Para abafar o ciúme intenso, sem chegar a ser corrosivo, de Mariana, procuro evitar toda e quaisquer espécies de atitudes que possam deixar mesmo rastros de suspeitas, obviamente infundadas, pois que a amo e jamais trairia sua confiança. Só que Jamile, nossa babá e protetora de nossos pequeninos tesouros resolveu ter comigo aulas particulares de música, porque domino essa arte, e o quis dentro da biblioteca por ter, segundo ela, mais privacidade e uma acústica mais do que perfeita para este fim. Difícil foi convencer Mariana que só permitiu pela enorme afeição que tem à menina. Tal vem a ser a índole pura e inocente de Mariana que nos deixava ali, às vezes duas horas seguidas sem nos importunar em nada. Quantas vezes não se ausentou para o mercado como se não existisse aquela situação; é por isso que a amo mais a cada dia.

“Te espero amanhã a mesma hora. Durma com Deus”

Quando lancei esta frase em forma de bilhete e o coloquei entre as folhas do livro dos livros, entregando-o a Jamile como recado para a nossa próxima aula jamais imaginei que aquele fosse parar na biblioteca de Ouro preto onde esse fato ocorreu. Jamile, necessitada, vendera o livro que, dias depois, foi roubado e devolvido logo em seguida.

- Acho que não tem mais jeito – disse para Cláudio após explicar-lhe aqueles fatos.

- Porque diz isto?

Expliquei para Cláudio a promessa que fizera a Mariane de lhe conseguir outra bíblia. Por isso fôramos testemunhas do que ocorreu naquela manhã. No meio da nossa conversa entra pelo quarto minha esposa.

- Querido, não precisa mais se preocupar; já tenho a bíblia.
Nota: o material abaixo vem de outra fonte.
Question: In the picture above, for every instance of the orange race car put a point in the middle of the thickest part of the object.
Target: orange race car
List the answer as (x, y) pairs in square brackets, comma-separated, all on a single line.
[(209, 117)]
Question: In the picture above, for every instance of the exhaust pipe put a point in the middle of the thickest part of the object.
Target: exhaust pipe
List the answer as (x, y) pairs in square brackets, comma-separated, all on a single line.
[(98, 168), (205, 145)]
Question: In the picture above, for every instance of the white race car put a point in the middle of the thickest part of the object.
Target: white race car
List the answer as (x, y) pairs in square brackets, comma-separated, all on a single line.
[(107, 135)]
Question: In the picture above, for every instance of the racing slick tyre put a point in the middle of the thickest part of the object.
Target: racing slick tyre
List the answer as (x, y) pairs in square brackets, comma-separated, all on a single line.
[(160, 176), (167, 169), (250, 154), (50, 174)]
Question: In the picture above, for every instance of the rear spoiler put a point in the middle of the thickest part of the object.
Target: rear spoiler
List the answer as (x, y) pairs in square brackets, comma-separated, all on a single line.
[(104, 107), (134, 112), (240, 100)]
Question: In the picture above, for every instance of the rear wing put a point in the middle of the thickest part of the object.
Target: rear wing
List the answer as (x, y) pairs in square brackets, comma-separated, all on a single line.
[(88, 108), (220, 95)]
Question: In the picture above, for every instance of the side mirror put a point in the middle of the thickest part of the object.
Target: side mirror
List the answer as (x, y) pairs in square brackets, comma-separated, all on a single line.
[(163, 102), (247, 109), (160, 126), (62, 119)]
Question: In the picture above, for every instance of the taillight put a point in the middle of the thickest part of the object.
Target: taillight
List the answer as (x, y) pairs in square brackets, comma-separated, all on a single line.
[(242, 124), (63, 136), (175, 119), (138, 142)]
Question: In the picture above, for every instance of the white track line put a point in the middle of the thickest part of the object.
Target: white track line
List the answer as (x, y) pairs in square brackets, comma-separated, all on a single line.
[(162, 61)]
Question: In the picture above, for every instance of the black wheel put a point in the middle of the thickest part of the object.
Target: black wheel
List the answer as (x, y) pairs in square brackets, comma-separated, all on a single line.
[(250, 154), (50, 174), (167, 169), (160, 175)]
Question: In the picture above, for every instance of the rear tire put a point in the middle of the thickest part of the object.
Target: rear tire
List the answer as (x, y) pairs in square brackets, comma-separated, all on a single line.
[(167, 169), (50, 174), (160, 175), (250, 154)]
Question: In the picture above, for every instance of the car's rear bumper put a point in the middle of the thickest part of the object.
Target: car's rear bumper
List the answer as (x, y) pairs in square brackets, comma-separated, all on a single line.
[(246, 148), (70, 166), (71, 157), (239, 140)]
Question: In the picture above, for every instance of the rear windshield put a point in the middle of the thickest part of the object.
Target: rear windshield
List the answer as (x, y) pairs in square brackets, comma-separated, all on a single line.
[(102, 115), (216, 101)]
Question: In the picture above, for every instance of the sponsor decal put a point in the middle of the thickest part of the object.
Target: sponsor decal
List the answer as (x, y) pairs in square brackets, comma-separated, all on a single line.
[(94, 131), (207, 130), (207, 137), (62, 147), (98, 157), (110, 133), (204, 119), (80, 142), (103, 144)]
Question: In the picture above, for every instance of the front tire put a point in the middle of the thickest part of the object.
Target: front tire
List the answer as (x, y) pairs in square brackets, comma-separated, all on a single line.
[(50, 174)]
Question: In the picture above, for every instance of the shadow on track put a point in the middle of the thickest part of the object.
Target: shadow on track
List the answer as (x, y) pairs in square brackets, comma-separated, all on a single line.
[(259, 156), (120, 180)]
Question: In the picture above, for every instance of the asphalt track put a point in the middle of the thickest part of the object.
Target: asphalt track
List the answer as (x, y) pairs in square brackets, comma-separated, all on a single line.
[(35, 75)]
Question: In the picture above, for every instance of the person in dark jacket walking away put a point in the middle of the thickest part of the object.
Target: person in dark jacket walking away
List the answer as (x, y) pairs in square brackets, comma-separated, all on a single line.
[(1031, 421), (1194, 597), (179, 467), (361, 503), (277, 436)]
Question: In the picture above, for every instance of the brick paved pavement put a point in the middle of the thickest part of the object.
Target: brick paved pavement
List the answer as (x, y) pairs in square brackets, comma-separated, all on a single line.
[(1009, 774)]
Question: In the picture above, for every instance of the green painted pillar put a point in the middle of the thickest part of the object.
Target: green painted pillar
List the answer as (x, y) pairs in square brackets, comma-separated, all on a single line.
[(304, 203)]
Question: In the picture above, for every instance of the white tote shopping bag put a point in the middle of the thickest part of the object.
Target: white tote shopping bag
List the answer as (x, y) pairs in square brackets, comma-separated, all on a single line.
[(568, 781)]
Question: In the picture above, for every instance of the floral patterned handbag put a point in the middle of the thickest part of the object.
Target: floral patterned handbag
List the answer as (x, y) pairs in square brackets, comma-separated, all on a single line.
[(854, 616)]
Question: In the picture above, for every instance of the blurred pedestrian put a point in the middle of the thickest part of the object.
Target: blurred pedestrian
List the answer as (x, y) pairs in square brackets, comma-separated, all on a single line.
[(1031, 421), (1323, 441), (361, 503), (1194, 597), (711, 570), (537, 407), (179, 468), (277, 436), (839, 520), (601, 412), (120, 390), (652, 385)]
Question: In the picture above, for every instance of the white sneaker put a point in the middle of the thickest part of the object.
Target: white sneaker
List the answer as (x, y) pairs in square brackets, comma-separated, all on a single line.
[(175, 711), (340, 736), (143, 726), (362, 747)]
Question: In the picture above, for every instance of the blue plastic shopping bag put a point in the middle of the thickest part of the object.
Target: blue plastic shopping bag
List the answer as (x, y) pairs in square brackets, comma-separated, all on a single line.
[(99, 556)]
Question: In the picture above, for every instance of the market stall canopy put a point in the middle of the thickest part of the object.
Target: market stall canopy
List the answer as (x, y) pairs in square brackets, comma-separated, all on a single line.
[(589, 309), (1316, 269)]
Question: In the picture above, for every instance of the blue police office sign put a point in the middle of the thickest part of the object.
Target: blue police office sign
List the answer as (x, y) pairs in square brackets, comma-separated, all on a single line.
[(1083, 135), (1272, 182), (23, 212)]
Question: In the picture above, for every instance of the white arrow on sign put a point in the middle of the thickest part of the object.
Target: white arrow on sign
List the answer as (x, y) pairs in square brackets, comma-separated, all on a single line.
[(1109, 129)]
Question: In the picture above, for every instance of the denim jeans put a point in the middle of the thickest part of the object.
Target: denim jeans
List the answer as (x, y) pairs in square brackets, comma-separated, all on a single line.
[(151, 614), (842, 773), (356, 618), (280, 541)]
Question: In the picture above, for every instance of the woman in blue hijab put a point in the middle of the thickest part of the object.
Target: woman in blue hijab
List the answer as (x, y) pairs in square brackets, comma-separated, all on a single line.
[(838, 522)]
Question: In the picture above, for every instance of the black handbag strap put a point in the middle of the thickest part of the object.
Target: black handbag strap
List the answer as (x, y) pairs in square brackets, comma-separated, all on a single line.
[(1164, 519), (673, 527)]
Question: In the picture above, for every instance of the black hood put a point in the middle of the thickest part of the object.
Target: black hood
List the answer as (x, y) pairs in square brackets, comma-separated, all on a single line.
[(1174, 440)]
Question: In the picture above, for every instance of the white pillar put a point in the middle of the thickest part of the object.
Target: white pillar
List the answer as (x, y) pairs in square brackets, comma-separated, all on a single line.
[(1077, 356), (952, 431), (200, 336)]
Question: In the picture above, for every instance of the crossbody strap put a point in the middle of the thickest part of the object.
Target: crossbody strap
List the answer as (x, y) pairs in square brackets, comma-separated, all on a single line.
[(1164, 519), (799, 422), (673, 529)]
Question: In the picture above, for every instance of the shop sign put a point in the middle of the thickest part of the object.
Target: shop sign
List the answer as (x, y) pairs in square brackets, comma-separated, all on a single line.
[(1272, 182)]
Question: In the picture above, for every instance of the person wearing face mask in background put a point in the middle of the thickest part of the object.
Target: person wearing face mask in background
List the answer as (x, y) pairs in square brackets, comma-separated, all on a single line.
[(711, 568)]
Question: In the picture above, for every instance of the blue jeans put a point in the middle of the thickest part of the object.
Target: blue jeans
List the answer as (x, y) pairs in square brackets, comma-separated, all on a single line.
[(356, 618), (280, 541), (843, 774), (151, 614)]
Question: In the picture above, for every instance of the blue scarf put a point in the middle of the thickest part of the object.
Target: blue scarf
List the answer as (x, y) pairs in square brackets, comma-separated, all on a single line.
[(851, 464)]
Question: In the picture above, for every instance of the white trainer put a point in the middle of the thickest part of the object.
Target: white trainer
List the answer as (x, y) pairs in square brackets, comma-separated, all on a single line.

Minha palidez foi imediata ao ver Mariana sentando-se em uma cadeira a nossa frente, já pronta para abrir a bolsa que apoiara sobre as pernas cruzadas.

- Você conseguiu recuperá-la? Mas, como, se acabaram de devolvê-la?

- Não falo da que Jamile acabou vendendo, mas desta.

Mostrou-nos um belo livro de capa dourada que chamava a atenção pela beleza e esmero com que foi confeccionado.

Aliviado e feliz, só restou-me um sorriso e palavras de elogios por sua conquista brilhante. Ainda bem que terminou tudo assim. Jamais me permitiria ver minha esposa contrariada pela desconfiança de algo que, verdade fosse, seria fato inédito em nosso casamento muito feliz até os dias de hoje.